I don't think the second part is mostly unreadable.
pathan the ecliptic passes through thirteen consteelations
the twelve traditionol gadiac consteelations plus ophimchus
which interfects between scorpia and sagittorius twelve signs
of godiac are first aries second tamrus third gemini nourth
concer fifth eea sifth virgo seventh libra eighth scorpio addition
alaphimchus ninth sagittorius tenth capricorn eleventh admarius
tweenth pisces godiac
Re: Not all homophonic substitutions can be auto-solved

Posted:
Wed Jul 08, 2015 6:54 pm
by daikon
Jarlve,
Fair enough, apparently I'm not too good at parsing continuous streams of letters into English words. Probably just not enough experience doing that over and over again, compared to you. :)
Using 6-grams to score solves would be awesome and I think should improve AZD even more. Although I think 90 Mb corpus would be too small. Practical Cryptography data used 4+ Gb corpus.
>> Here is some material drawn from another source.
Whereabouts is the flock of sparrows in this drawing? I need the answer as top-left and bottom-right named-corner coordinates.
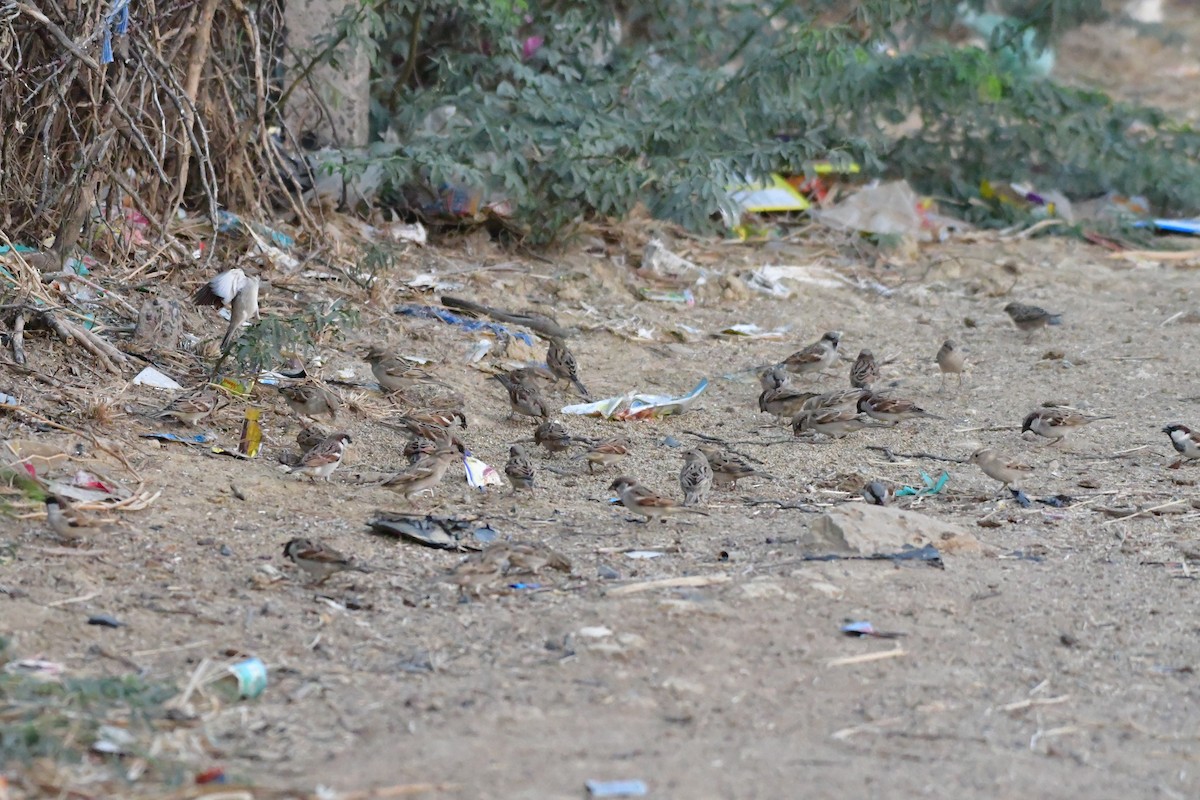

Although for some reason if you add up all counts for 3-grams you get 4,274,127,909, for 4-grams you get 4,224,127,912, and 5-grams = 4,174,127,916. Perhaps they didn't cross sentence boundaries when counting N-grams, so you get higher counts for lower Ns?
By the way, which algorithm are you using in AZD? Hill-climb? Simulated annealing? Genetic algorithm? Something else?
Re: Not all homophonic substitutions can be auto-solved

Posted:
Thu Jul 09, 2015 12:07 pm
by Jarlve
daikon,
This is a new solve using 5-grams from Practical Cryptography.
path of the ecliptic passes through thirteen constellations
the twelve traditional bodiac constellations plus ophimchus
which interfects between scorpio and sagittarius twelve signs
of bodiac are first aries second tamrus third gemini fourth
cancer fifth leo sinth virgo seventh libra eighth scorpio addition
alophimchus ninth sagittarius tenth capricorn eleventh atmarius
twelfth pisces bodiac
It's certainly better and on first impression cipher recovery rate improved as well. Your tip has panned out, thank you. Though the program loses the flexibility to manipulate n-grams at start-up, for instance slightly randomizing or removing characters from the corpus. Which has proven valuable for smokie_treats's wildcard hypothesis.
I don't want to go to much into program details but it's very similar to simulated annealing (performs about the same also) and it was something I came up with myself before I even learned of SA. In general my program has not much intelligence and relies on it's speed.